El DNA-Prokids es un programa internacional nacido en 2004 para luchar contra el tráfico de seres humanos, especialmente niños, mediante la identificación genética de personas en situación de indefensión y de familiares que hayan denunciado una desaparición, según ha informado a Europa Press el director del programa, José Antonio Lorente.
La iniciativa, desarrollada en colaboración con la Universidad del Norte de Texas, se está tratando de implantar a nivel internacional y en colaboración con organismos policiales y de la Justicia, como Fiscalías Generales, que a su vez se coordinan con ONG y organismos de la infancia para garantizar su eficacia.
Ya funciona de un modo activo en lugares como México, Guatemala, El Salvador, Perú, Paraguay, Brasil, Filipinas, Sri Lanka, Tailandia e Indonesia, donde las desapariciones de menores son frecuentes.

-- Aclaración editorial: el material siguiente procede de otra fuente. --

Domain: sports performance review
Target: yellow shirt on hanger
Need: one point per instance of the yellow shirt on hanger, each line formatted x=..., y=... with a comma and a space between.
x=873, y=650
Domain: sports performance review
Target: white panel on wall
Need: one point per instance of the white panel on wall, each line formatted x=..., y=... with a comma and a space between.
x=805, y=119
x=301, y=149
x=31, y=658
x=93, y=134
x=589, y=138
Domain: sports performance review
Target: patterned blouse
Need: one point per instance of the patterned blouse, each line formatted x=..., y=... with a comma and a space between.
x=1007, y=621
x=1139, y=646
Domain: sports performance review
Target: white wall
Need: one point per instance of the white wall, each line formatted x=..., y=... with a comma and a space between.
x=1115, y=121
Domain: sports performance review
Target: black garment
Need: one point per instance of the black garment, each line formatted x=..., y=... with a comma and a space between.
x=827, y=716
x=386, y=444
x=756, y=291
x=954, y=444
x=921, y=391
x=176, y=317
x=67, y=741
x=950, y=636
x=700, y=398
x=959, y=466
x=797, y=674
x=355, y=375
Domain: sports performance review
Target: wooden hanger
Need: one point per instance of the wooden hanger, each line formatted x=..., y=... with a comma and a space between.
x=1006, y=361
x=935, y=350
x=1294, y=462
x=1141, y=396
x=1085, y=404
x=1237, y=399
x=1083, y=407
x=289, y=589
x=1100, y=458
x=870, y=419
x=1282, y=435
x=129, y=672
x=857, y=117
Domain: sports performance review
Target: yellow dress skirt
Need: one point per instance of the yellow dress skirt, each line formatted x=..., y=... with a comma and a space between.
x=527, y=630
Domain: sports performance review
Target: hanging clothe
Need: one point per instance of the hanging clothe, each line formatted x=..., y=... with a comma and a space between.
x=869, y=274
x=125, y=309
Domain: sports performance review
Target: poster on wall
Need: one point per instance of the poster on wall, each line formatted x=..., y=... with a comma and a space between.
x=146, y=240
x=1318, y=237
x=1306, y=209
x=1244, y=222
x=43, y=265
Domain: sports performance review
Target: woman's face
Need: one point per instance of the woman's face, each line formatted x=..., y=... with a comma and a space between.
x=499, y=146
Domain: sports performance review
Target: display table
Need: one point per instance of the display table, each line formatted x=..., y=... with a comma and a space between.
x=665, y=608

Según ha relatado Lorente, «poco a poco estamos superando los problemas que vamos encontrado para la ejecución del programa», ya sean técnicos o de coordinación. Por una parte, algunos de los países implicados en el programa no tienen laboratorios de AND o no cuentan con dinero suficiente para ponerlos en marcha, así que remiten las muestras genéticas codificadas para mantener el anonimato a la Universidad de Granada o a la del Norte de Texas y allí se analizan y se le envían los resultados.
«Dado que la mayoría de los países y muchos tratados internacionales son contrarios a la existencia de bases de datos genéticos universales» a los que puedan acudir los países interesados en resolver una desaparición, el programa DNA-Prokis está proponiendo que los datos genéticos de cada país se puedan comparar de modo automatizado y automático, como ya se hace en algunos casos a través de la Interpol. Esto, a juicio de Lorente, es equivalente a una base de datos universal, ya que aunque todas las muestras de ADN no estén juntas se podrían comparar sistemáticamente.
Para ello, se están alcanzando acuerdos con la comunidad científica para usar perfiles de ADN de uso universal, lo que supone un gran avance en la lucha contra el tráfico de seres humanos, un delito que afecta a alrededor un millón de personas anualmente.
El programa DNA-funciona gracias a las aportaciones de diversas fundaciones privadas como el Marcelino Botín, Banco Santander y BBVA en España, y la Life Technologies Foundation de EE.UU. Tiene igualmente el apoyo estratégico de la Junta de Andalucía y de la AECID- Ministerio de Asuntos Exteriores y Cooperación del Gobierno de España.